“The Israeli-Palestinian conflict continues because there is no acceptance of the other. It takes the recognition of the other to appease the conflict. Art, theatre, cinema, literature do not change reality. But you have to start somewhere, talk, expose the contradictions, and I think that’s what we’re doing with this play on the Hill”.
After its documentary trilogy – The House (1980), A house in Jerusalem (1997), News from Home News from House (2005) – Amos Gitaï continues with the play House his work as an archaeologist of the Israeli-Palestinian conflict.
House tells the story of a West Jerusalem House for a quarter of a century through the stories of its successive occupants, Arabs and Jews, Palestinians and Israelis.

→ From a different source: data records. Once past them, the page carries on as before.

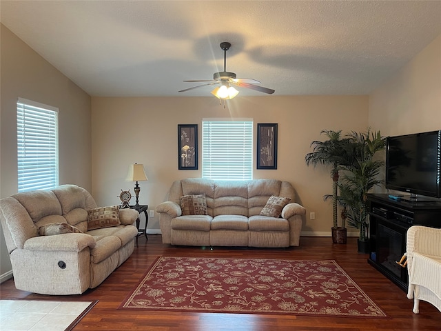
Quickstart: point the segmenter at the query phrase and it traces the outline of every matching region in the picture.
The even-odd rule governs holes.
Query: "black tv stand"
[[[368,195],[370,252],[368,263],[400,288],[407,291],[407,268],[398,265],[406,252],[406,235],[412,225],[441,228],[441,202],[393,200],[389,194]]]

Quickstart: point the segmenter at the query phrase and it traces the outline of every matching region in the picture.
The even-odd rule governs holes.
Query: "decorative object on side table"
[[[121,208],[129,208],[129,202],[132,199],[132,193],[130,193],[130,190],[128,191],[123,191],[121,190],[121,192],[119,194],[119,199],[121,201]]]
[[[134,188],[135,197],[136,198],[136,204],[135,205],[139,206],[139,192],[141,192],[141,188],[138,185],[138,182],[147,180],[147,176],[145,175],[145,172],[144,171],[144,165],[135,163],[135,164],[131,164],[130,166],[129,166],[129,172],[127,174],[127,178],[125,179],[125,180],[127,181],[136,182]]]
[[[198,170],[197,124],[178,124],[178,169]]]
[[[277,169],[276,123],[257,124],[257,168]]]

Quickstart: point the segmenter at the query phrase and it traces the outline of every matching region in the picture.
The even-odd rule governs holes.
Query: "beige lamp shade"
[[[127,181],[147,181],[147,178],[144,171],[143,164],[131,164],[129,166],[129,172],[125,179]]]

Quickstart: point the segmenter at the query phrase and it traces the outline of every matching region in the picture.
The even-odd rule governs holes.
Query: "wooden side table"
[[[149,206],[147,205],[129,205],[129,207],[130,208],[130,209],[134,209],[135,210],[136,210],[138,212],[139,212],[140,214],[141,212],[143,212],[145,215],[145,226],[142,229],[139,228],[139,217],[136,219],[136,228],[138,229],[138,235],[136,235],[136,247],[138,247],[138,237],[139,236],[142,236],[143,234],[144,234],[144,237],[145,237],[145,240],[149,240],[149,239],[147,237],[147,224],[149,223],[149,215],[147,212],[147,210],[148,209]]]

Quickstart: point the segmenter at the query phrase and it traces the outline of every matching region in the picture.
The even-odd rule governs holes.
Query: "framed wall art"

Over the years, these biographical fragments draw a larger mosaic, that of a territory and a conflict as they are embodied in the existences of this microcosm.
On the stage of the theatre, the history of the House becomes a metaphor and the site of an artistic dialogue between actors and musicians from all over the Middle East, with different languages, origins and musical traditions, brought together to try to say together the memory of the past and the possibility of reconciliation.
Micha Lescot plays Michel Kishka, an artist grandson of a family of deportees to Auschwitz, guardian of the tragic memory of the Jews of Central Europe, and who decides to leave Brussels to settle in 1978 in Jerusalem, in the Dor Dor VeDorshav street, a street steeped in history, who heard German, Arabic, English, Yiddish, Hebrew.
Guests:
- Amos GitaiIsraeli artist, filmmaker and director and Micha Lescot, actor. The room House is on view at the Théâtre de la Colline until April 13, 2023.